The latest from Ephraim Radner

Updated with this from Christopher Seitz. This is fascinating. He’s appointed himself head of the Camp Allen bishops and begun dictating their course of action to them. It will be interesting to see how many follow his lead.

Read it here.

I am not sure Radner has taken into account that the Primates have not expressed their support for the course of action that he advocates in their name. I have pointed out two items downstream.

The piece, for all its scholarly prolixity, feels rooted in personal grievance. It also feels badly timed. Radner is coming off a difficult performance before the House of Bishops during which he alienated some existing supporters and gathered no new ones. There has probably never been a time when the house’s theological minority was less likely to follow him and his five colleagues from the Anglican Communion Institute. (Keep in mind that one of those colleagues just joined the Church of Nigeria, not exactly a booster shot for the Institute’s credibility.)

Remember just a week or so ago that Radner objected strenuously when I mentioned that he was a board member of the Institute on Religion and Democracy, which is devoted to undermining the mainline Protestant churches in the U. S.. Guilt by association he said. Highlighting divisions when we should be striving for unity. Now here he is, these few days later, leading a movement to provoke confrontation with the leadership of the Episcopal Church.

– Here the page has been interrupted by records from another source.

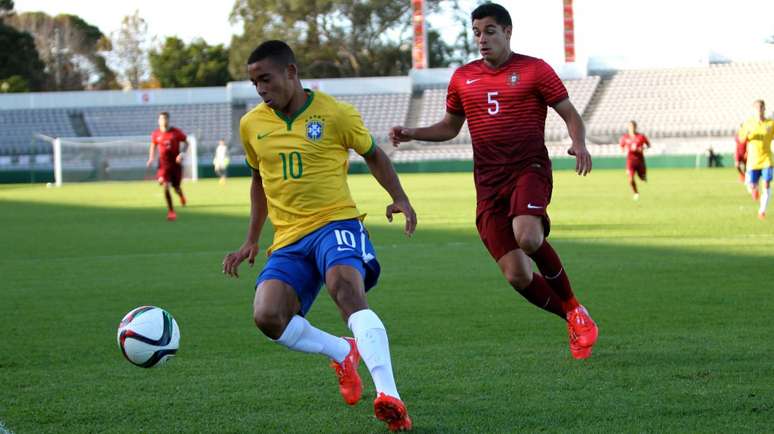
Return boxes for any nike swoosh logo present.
[255,129,277,140]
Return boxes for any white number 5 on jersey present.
[486,92,500,115]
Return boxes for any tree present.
[149,37,231,87]
[5,12,115,90]
[0,0,13,20]
[229,0,440,78]
[0,22,45,92]
[113,10,150,89]
[427,29,459,68]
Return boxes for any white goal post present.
[37,134,199,186]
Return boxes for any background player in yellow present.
[223,41,416,431]
[739,99,774,219]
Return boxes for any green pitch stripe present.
[0,420,13,434]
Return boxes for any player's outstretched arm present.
[175,140,188,164]
[389,112,465,147]
[145,142,156,167]
[554,98,591,176]
[223,169,268,278]
[363,147,417,236]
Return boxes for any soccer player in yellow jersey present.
[223,41,416,431]
[739,99,774,220]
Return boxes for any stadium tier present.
[0,62,774,162]
[0,109,76,155]
[82,104,232,153]
[585,62,774,141]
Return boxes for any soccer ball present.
[117,306,180,368]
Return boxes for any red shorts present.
[156,164,183,188]
[626,159,648,181]
[476,166,553,261]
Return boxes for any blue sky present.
[15,0,774,67]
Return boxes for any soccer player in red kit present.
[148,112,188,221]
[390,3,598,359]
[618,121,650,200]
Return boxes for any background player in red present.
[734,123,747,182]
[618,121,650,200]
[148,112,188,221]
[390,3,597,359]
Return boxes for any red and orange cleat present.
[374,393,411,431]
[567,306,599,359]
[331,338,363,405]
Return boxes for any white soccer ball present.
[117,306,180,368]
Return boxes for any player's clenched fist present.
[223,243,258,278]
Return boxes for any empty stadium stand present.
[82,103,232,153]
[0,62,774,161]
[586,62,774,142]
[0,109,76,155]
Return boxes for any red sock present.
[516,273,567,319]
[164,190,175,211]
[530,240,578,313]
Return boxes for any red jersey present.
[446,53,568,200]
[151,127,187,166]
[618,133,650,160]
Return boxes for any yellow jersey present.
[239,89,376,254]
[739,117,774,170]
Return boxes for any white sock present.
[347,309,400,399]
[274,315,349,363]
[758,188,771,214]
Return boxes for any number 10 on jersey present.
[280,151,304,180]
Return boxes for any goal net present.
[38,135,198,185]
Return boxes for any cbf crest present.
[306,116,325,141]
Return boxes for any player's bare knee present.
[253,306,290,339]
[516,231,543,255]
[503,268,532,291]
[325,267,368,316]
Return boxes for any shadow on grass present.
[0,201,774,432]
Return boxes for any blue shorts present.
[746,167,774,184]
[255,219,381,316]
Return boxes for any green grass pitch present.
[0,169,774,433]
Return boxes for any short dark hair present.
[247,40,296,68]
[470,3,513,28]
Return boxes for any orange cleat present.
[567,306,599,359]
[374,393,412,431]
[331,338,363,405]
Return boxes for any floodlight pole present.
[51,137,62,187]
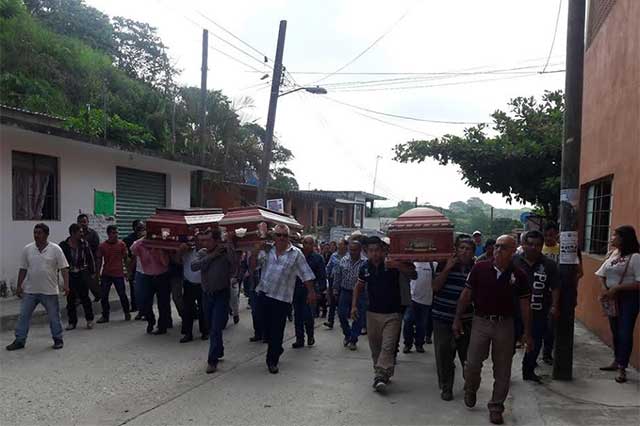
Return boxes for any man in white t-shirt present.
[7,223,69,351]
[402,262,437,353]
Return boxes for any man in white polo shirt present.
[7,223,69,351]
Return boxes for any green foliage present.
[395,91,564,217]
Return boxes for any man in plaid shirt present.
[251,225,316,374]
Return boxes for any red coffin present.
[388,207,454,262]
[218,206,303,249]
[145,208,224,250]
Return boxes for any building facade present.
[0,107,212,286]
[576,0,640,367]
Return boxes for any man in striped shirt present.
[251,225,316,374]
[431,236,476,401]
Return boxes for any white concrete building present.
[0,107,215,286]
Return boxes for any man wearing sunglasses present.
[250,225,316,374]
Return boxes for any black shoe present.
[522,373,542,383]
[464,392,476,408]
[7,340,24,351]
[440,390,453,401]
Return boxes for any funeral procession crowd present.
[6,214,640,424]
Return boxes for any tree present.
[395,91,564,218]
[112,16,178,95]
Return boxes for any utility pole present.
[553,0,585,380]
[256,20,287,207]
[199,30,209,163]
[371,155,382,194]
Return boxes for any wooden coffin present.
[145,208,224,250]
[388,207,455,262]
[218,206,303,250]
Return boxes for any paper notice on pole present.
[559,231,580,265]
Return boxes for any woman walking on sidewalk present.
[596,225,640,383]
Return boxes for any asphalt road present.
[0,300,640,426]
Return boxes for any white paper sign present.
[559,231,580,265]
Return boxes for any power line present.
[542,0,562,72]
[334,70,564,92]
[313,6,412,84]
[323,96,481,125]
[196,10,269,62]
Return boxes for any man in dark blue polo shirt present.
[291,235,327,349]
[351,237,418,392]
[453,235,533,424]
[513,231,560,383]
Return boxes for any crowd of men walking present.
[7,215,640,424]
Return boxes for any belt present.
[478,315,513,322]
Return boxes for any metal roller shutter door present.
[116,167,167,228]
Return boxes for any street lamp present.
[278,86,327,98]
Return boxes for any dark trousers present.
[402,301,433,347]
[100,275,129,319]
[182,280,209,336]
[609,290,640,368]
[522,311,550,376]
[433,320,471,392]
[258,292,291,365]
[202,288,231,365]
[338,288,367,343]
[293,285,313,341]
[247,290,264,339]
[141,273,171,331]
[67,271,93,325]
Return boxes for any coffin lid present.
[389,207,453,231]
[147,208,224,225]
[218,206,302,229]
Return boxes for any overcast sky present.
[87,0,567,207]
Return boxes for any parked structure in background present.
[0,106,213,287]
[576,0,640,367]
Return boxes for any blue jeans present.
[202,288,231,365]
[293,285,313,342]
[338,288,367,343]
[16,293,62,343]
[402,301,433,347]
[522,310,549,375]
[609,290,640,368]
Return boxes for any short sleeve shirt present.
[358,260,402,314]
[98,240,128,277]
[20,242,69,295]
[466,261,531,316]
[596,253,640,288]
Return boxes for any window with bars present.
[584,178,613,254]
[11,151,60,220]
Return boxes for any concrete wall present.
[0,125,193,285]
[577,0,640,367]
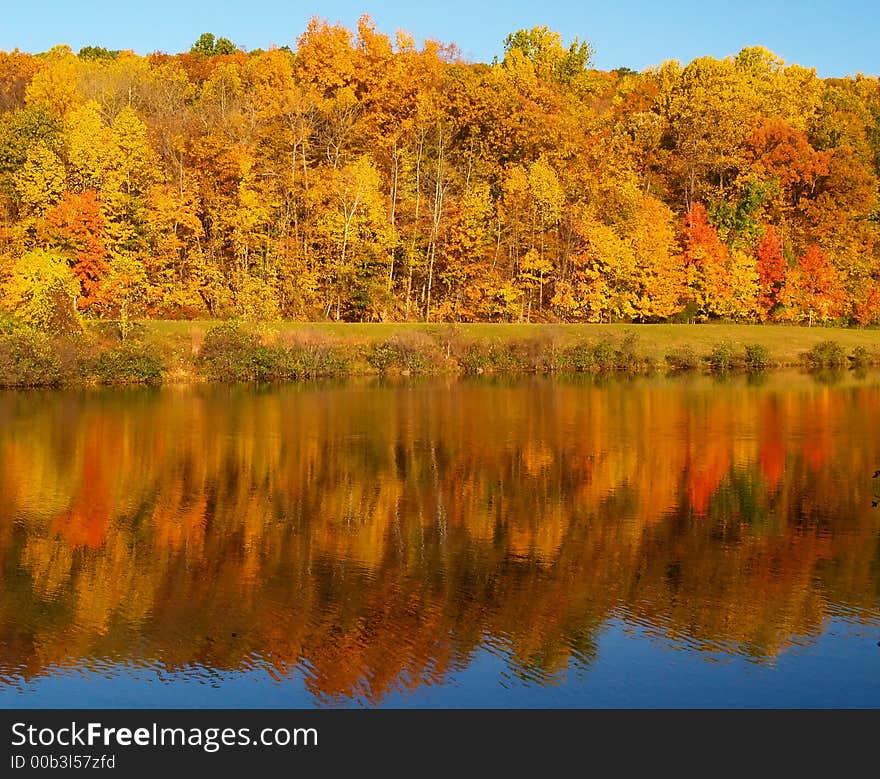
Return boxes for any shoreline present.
[0,320,880,388]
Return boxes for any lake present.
[0,373,880,708]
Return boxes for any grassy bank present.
[0,321,880,386]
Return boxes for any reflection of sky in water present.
[0,374,880,707]
[0,618,880,708]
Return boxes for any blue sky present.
[0,0,880,76]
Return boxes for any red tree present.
[37,190,107,309]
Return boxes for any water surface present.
[0,374,880,707]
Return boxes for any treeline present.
[0,17,880,330]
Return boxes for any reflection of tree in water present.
[0,379,880,703]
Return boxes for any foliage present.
[703,343,739,373]
[0,17,880,326]
[665,346,700,373]
[0,331,62,387]
[803,341,846,369]
[745,344,770,371]
[4,250,80,333]
[94,341,164,384]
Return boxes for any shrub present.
[665,346,700,373]
[287,333,348,376]
[197,322,259,381]
[455,342,489,373]
[0,331,63,387]
[561,341,596,372]
[849,346,880,368]
[593,338,618,371]
[801,341,846,369]
[746,344,770,371]
[367,341,397,373]
[94,341,165,384]
[703,343,737,373]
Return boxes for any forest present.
[0,17,880,332]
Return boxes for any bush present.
[0,331,63,387]
[665,346,700,373]
[287,333,348,376]
[454,342,489,373]
[849,346,880,368]
[703,343,738,373]
[94,341,165,384]
[197,322,261,381]
[801,341,846,370]
[746,344,770,371]
[561,341,596,373]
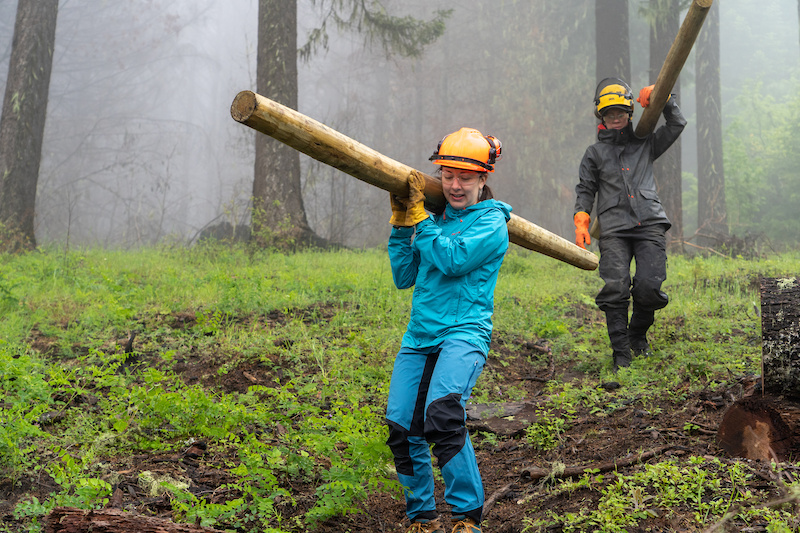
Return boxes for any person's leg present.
[425,340,486,524]
[628,225,669,355]
[595,236,633,371]
[386,348,438,521]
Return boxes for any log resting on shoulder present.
[231,91,598,270]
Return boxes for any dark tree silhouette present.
[695,2,728,246]
[0,0,58,248]
[252,0,449,247]
[648,0,683,250]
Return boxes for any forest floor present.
[0,312,780,533]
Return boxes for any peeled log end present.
[717,397,797,461]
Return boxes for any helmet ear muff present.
[430,133,450,160]
[484,135,503,165]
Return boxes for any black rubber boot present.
[606,309,631,372]
[628,306,655,357]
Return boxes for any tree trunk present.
[45,507,222,533]
[650,0,683,251]
[594,0,631,83]
[0,0,58,249]
[252,0,317,246]
[695,2,728,246]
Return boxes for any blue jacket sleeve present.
[388,227,419,289]
[414,209,508,276]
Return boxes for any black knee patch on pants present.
[425,393,467,468]
[386,420,414,476]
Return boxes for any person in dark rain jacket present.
[386,128,511,533]
[573,78,686,371]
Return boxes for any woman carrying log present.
[573,78,686,372]
[386,128,511,533]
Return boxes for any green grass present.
[0,244,799,531]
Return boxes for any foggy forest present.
[0,0,800,248]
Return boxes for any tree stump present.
[717,277,800,461]
[761,277,800,399]
[45,507,223,533]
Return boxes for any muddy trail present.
[0,310,780,533]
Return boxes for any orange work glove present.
[401,171,428,226]
[636,85,655,107]
[573,211,592,250]
[389,193,406,226]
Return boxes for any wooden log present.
[231,91,598,270]
[636,0,713,137]
[589,0,713,239]
[717,396,800,461]
[44,507,223,533]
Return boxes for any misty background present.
[0,0,800,247]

Something to keep an eye on: will N. T. Wright and Fulcrum insert themselves into this situation to shore up the ACI? Fulcrum is a close ally of the ACI. Indeed, Andrew Goddard is a member of both organizations, and Wright has certainly displayed a willingness to issue toothless ultimatums to the Episcopal Church (and to do so in a way that benefits his opponents and dismays his friends.)

It may be, however, that in advocating internal revolt in the Episcopal Church, Radner will alienate those in Britain who favor squeezing us out more gradually. And it may be that leaders of the Communion will understand that Radner, through is affiliation with the IRD and his sudden turn toward confronttion, has damaged the political fortunes of the Covenant more than any of the document’s opponents ever could have.